Deconstructing Bad Poetry

Are you Trying to Say Something?
Setting: A serene, timeless garden. Sunlight filters through the leaves of an ancient olive tree. SOPHIA, the embodiment of wisdom, sits opposite JACQUES. A simple stone table with two cups of tea is between them.
Sophia: The tea is from a place of stillness, yet you seem to carry a restless wind within you, Jacques. It’s a familiar dissonance. I see a shadow of a young man pacing in your memory.
Jacques: (A faint, ironic smile touches his lips) He is always there. A boy of two minds under the bright Algerian sun. One part of him was folded inward, devouring books, scrawling these… intense, clumsy verses he would send off to small local publications. He was trying to build a world out of words.
Sophia: An attempt to find order. To structure the chaos of feeling into lines and stanzas.
Jacques: If you could call it order. It felt more like a translation of a language I didn't yet speak. But at the very same time, another boy existed. This one lived entirely on the outside. He was out in the streets, full of a kinetic, thoughtless energy. A troublemaker, some would say. He found his expression not in syntax, but in disruption.
I wrote some bad poetry that I published in North African journals, but even as I withdrew into this reading, I also led the life of a kind of young hooligan.
— Jacques Derrida (1930-2004)
Sophia: So, one self withdrew to read and write, while the other pushed against the world? They seem like opposites. The quiet poet and the rowdy youth.
Jacques: That’s how it felt. A contradiction I lived without understanding. The poems were a private, almost shameful act of creation, and the life on the street was a public, unthinking performance. I saw no bridge between them. One was a retreat from the world, the other a collision with it.
Sophia: But a retreat and a collision are both responses to the same thing, are they not? A poem, however unrefined, is a mark made on a page.

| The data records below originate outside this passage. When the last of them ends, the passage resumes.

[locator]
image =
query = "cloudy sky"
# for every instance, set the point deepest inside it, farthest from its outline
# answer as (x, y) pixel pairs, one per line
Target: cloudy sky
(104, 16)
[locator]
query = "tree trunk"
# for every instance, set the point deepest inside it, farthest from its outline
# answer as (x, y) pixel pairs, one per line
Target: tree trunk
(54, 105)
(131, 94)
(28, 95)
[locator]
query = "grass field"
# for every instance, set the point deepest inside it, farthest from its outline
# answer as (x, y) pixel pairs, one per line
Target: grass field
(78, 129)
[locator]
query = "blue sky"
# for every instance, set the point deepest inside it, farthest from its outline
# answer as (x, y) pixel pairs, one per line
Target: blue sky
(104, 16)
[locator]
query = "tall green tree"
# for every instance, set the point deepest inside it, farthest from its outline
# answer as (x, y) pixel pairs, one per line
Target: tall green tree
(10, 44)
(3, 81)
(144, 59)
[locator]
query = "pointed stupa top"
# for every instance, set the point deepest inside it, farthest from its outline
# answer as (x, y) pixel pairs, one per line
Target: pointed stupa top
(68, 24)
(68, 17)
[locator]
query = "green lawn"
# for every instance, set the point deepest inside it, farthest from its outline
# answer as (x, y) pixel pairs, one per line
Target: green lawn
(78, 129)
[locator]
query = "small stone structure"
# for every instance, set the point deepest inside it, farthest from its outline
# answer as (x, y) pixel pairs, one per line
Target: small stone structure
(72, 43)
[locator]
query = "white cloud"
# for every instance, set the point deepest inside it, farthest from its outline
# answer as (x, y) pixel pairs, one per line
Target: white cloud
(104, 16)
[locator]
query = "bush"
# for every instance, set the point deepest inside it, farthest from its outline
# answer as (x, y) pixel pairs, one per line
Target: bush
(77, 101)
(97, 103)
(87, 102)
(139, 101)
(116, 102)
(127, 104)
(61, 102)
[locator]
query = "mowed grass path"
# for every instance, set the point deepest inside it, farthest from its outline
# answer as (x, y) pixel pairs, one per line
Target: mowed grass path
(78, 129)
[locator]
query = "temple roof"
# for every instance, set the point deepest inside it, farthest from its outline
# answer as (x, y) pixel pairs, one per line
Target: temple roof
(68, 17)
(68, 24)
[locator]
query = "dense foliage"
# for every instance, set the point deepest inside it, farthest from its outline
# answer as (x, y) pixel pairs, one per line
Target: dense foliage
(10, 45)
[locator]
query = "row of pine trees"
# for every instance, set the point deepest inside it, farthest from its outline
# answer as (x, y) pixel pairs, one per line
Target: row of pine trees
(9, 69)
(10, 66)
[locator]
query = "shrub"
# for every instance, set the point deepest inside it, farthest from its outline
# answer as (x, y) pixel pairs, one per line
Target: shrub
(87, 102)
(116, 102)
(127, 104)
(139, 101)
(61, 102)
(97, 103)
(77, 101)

A reckless act is a mark made on the smooth surface of a quiet afternoon. They are both a kind of pressure exerted outwards from the self.

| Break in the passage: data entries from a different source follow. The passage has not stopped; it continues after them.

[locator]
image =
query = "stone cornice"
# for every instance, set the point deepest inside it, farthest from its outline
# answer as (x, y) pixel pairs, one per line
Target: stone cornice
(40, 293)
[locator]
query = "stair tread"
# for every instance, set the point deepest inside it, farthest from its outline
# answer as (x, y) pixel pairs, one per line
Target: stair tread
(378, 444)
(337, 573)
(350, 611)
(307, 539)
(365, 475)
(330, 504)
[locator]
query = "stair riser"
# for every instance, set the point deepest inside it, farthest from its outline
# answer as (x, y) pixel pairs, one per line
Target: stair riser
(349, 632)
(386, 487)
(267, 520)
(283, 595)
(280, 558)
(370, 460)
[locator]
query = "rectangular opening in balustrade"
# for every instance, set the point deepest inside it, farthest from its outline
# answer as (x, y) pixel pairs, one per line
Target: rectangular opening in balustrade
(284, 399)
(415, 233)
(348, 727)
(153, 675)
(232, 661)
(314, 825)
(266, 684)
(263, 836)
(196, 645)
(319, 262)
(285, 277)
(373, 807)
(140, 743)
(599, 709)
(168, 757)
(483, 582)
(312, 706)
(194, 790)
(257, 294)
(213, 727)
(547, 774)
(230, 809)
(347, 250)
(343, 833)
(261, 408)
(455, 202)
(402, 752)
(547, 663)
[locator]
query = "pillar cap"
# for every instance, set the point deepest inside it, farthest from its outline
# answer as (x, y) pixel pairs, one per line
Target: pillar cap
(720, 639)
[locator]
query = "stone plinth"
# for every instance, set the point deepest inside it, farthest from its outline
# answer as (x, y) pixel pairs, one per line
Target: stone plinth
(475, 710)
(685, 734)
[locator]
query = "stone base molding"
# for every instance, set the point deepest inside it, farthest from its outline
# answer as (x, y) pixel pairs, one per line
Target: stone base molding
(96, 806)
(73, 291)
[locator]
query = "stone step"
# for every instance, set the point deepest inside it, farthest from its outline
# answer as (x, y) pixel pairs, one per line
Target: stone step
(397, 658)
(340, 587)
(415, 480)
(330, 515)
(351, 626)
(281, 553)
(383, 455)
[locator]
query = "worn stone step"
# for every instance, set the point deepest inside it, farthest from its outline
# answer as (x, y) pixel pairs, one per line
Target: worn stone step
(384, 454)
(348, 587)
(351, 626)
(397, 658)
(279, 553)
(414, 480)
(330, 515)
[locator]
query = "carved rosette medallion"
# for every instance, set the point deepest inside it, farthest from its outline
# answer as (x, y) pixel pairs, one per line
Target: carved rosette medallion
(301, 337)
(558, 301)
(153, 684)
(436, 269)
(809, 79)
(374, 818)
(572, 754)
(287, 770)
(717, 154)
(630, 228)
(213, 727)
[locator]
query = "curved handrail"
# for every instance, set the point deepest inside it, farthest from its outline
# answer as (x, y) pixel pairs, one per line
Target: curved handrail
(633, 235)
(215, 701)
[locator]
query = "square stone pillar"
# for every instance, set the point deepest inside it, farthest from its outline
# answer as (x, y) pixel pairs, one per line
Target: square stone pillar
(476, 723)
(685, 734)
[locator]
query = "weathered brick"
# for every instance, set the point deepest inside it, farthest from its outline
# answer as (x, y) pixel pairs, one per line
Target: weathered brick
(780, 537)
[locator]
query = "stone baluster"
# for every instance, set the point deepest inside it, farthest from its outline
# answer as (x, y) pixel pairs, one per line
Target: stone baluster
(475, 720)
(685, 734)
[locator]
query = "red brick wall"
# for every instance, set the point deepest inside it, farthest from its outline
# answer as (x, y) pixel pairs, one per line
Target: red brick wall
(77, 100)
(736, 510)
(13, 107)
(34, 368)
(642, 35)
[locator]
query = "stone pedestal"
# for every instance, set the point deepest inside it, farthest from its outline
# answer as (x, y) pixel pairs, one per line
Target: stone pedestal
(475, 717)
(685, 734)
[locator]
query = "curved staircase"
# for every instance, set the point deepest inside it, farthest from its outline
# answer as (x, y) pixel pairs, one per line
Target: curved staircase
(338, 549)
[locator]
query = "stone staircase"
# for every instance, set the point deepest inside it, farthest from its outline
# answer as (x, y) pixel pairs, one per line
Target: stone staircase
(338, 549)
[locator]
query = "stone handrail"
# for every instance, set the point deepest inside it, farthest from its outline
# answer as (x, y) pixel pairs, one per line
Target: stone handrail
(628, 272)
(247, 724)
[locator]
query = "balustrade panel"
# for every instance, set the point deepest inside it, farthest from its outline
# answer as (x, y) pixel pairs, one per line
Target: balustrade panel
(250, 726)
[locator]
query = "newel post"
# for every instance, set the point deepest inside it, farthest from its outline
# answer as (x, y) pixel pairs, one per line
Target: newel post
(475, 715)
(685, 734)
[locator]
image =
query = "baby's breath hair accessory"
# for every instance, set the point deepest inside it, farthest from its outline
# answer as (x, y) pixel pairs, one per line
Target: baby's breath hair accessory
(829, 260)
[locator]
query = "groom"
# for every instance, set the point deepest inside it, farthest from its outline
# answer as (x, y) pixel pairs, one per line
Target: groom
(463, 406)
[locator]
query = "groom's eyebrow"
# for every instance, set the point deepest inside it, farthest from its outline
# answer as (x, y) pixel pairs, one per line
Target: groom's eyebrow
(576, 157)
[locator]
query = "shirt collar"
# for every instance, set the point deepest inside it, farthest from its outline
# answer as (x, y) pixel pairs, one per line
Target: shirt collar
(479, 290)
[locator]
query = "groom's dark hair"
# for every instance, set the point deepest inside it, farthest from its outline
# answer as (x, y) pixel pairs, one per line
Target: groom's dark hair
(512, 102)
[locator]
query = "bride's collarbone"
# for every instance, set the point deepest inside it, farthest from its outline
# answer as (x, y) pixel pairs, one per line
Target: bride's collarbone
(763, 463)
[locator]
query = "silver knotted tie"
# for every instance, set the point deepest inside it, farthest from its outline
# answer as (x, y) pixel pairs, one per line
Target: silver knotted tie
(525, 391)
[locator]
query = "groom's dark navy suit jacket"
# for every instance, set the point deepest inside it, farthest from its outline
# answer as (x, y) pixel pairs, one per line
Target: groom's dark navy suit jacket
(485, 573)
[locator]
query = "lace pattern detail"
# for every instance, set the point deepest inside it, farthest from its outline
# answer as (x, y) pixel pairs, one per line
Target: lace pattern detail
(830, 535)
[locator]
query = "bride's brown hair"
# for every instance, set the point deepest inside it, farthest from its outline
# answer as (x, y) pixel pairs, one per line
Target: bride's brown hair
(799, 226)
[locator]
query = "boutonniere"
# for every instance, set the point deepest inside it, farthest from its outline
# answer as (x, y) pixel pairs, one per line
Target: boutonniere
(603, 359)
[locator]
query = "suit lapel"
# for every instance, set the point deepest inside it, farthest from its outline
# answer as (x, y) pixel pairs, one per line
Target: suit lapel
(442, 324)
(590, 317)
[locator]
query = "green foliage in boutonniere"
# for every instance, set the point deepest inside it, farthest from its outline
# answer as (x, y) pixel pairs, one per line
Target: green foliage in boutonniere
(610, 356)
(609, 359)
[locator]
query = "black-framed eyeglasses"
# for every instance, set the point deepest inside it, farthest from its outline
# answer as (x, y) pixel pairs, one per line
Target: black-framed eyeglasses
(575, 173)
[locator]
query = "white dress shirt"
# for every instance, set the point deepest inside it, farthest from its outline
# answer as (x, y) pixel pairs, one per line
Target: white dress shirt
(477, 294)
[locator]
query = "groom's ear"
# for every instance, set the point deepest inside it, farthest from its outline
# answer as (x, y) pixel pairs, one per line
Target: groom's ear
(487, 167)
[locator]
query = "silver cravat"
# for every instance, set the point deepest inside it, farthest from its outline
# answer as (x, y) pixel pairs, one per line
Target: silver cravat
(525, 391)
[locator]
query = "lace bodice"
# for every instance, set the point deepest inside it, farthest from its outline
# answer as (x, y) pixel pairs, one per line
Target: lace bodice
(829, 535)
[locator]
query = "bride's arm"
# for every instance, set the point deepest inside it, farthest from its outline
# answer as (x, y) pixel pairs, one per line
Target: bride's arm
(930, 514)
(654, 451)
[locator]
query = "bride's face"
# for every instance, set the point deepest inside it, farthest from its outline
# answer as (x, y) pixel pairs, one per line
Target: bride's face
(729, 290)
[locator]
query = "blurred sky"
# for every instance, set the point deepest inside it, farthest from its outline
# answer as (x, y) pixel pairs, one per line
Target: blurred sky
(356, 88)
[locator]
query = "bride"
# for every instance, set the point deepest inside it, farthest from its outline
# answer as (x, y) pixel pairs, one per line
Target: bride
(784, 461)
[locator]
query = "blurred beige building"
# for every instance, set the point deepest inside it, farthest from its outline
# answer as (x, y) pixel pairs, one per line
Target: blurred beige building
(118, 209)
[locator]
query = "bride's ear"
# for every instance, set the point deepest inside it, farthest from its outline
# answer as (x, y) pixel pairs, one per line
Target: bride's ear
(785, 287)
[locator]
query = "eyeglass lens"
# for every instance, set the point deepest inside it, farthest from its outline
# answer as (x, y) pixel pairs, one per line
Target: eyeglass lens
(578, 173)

Jacques: I suppose… I saw the writing as a failed attempt at meaning and the hooliganism as a surrender to meaninglessness.

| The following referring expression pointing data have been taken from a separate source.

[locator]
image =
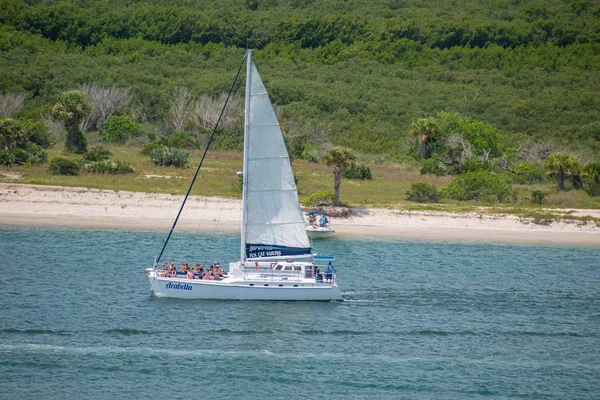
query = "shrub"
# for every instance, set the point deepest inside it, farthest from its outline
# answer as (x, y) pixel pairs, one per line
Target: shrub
(64, 166)
(179, 139)
(118, 129)
(7, 158)
(320, 198)
(473, 164)
(28, 153)
(147, 148)
(165, 156)
(480, 186)
(361, 171)
(432, 166)
(538, 196)
(97, 153)
(311, 154)
(423, 192)
(593, 189)
(529, 173)
(112, 167)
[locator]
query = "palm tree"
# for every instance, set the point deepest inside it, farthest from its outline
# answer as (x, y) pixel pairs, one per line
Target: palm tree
(563, 166)
(71, 108)
(339, 160)
(592, 172)
(425, 131)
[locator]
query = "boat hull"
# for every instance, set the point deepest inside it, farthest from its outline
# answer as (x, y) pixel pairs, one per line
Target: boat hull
(319, 233)
(242, 290)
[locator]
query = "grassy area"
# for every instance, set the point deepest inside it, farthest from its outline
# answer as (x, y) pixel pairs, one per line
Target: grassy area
(218, 178)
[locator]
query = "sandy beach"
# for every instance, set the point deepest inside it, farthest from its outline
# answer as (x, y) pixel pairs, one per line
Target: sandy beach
(81, 207)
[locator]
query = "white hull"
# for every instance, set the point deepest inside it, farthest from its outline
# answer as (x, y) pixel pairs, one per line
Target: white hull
(319, 233)
(232, 289)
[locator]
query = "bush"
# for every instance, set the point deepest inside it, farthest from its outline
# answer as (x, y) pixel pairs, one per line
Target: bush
(538, 196)
(528, 173)
(64, 166)
(179, 139)
(320, 198)
(147, 149)
(29, 153)
(112, 167)
(118, 129)
(361, 171)
(593, 189)
(480, 186)
(432, 166)
(167, 157)
(311, 154)
(423, 192)
(97, 153)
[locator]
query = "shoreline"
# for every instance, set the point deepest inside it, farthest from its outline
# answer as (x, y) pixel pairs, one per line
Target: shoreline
(38, 205)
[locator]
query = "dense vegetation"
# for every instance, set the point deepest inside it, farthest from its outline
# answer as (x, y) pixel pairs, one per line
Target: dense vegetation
(472, 87)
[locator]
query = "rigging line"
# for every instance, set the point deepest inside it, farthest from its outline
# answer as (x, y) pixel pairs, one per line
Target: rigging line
(201, 161)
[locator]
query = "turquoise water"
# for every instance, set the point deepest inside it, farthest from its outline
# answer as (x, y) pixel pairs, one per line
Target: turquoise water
(419, 321)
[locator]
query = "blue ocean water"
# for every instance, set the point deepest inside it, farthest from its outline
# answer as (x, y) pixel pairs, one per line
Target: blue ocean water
(419, 321)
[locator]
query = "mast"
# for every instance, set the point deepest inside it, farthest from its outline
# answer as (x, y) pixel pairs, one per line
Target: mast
(246, 145)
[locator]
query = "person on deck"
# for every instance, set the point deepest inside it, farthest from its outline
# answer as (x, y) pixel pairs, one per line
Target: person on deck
(218, 272)
(318, 275)
(329, 272)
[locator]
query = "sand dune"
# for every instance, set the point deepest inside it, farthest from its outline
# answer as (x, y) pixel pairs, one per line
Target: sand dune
(82, 207)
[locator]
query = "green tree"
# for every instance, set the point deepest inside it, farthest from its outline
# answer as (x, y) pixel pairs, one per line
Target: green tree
(339, 159)
(425, 131)
(563, 166)
(591, 172)
(11, 133)
(70, 108)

Sophia: (She leans forward slightly, her gaze gentle but piercing) Let’s set aside success and failure for a moment. Think of the impulse beneath both. The boy with the pen, trying to wrestle an idea into form, and the boy in the street, letting his body become an exclamation point. In these two very different gestures, with all their youthful confusion and contradiction, tell me… were you trying to say something?
(Jacques looks down at his hands, then out into the sun-dappled garden. A long silence hangs in the air, filled with the weight of a new understanding.)
Jacques: (Softly) Yes. I suppose I was. I was trying to say that I was there. That the world was immense and I was small, but I was present. The poems were a whisper of that fact, and the trouble-making was a shout. I just didn't know they were coming from the same throat.
Sophia: And now you do. All language begins as a noise. You were simply finding yours.